Tuesday, April 23, 2013

The Miracle Is You

I know everything happens for a reason, but sometimes I wish I knew why.

About two weeks ago I started having some abdominal pain. It has progressively gotten worse. If I eat the pain increases. I am uncomfortable. I am bloated. .....blah, blah, blah! Gallbladder abnormality has my name written ALL over it.

(I am not just complaining, promise! this post has a point.)

Because of the slight limitations I have had the last few weeks I have become very frustrated. The pain comes and goes, so I always get my hopes up that it is gone. But wham, its back! 

I didn’t realize how much I was complaining and how anger I was until my husband asked if I wanted a blessing. (I SHOULD HAVE ASKED WEEKS EARLY!!!!) Of course, I knew it was exactly what I needed. 

My husband gave me a blessing. And the Lord had so much to tell me. I know He was there holding my hand telling me that He understood. I know it is a small thing (especially compared to other people’s illness), but the Lord knows to me it is a trial. He truly knows how I feel. 

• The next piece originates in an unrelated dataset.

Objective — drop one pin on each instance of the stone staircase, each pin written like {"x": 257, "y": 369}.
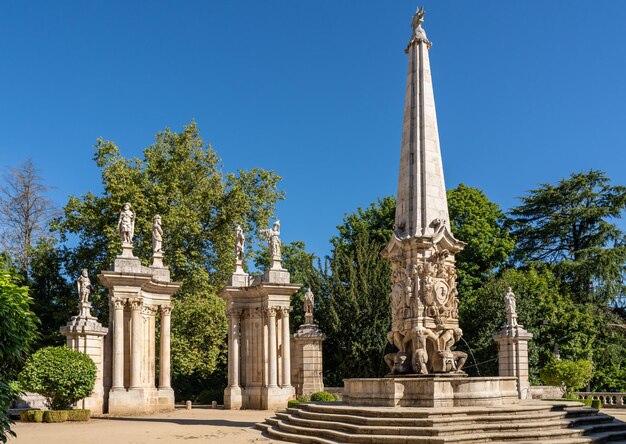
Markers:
{"x": 528, "y": 422}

Another part that stood out in the blessing was that the Lord said something a long the lines of...you worked hard to get this body. You were so excited to get it. Treasure it! Lean on me. I will guide you to doctors and people that can help you. 
I know I get so caught up in what I have that when it’s gone I get so angry. I know (or think) we all do.... Like when I get a cold/ sinus infection. I can’t taste anything. My head is pounding. My body achy. I wish it would go away so bad. I want to breathe, taste and have energy. But right when that is gone, I don’t even notice. It is just a part of everyday life. 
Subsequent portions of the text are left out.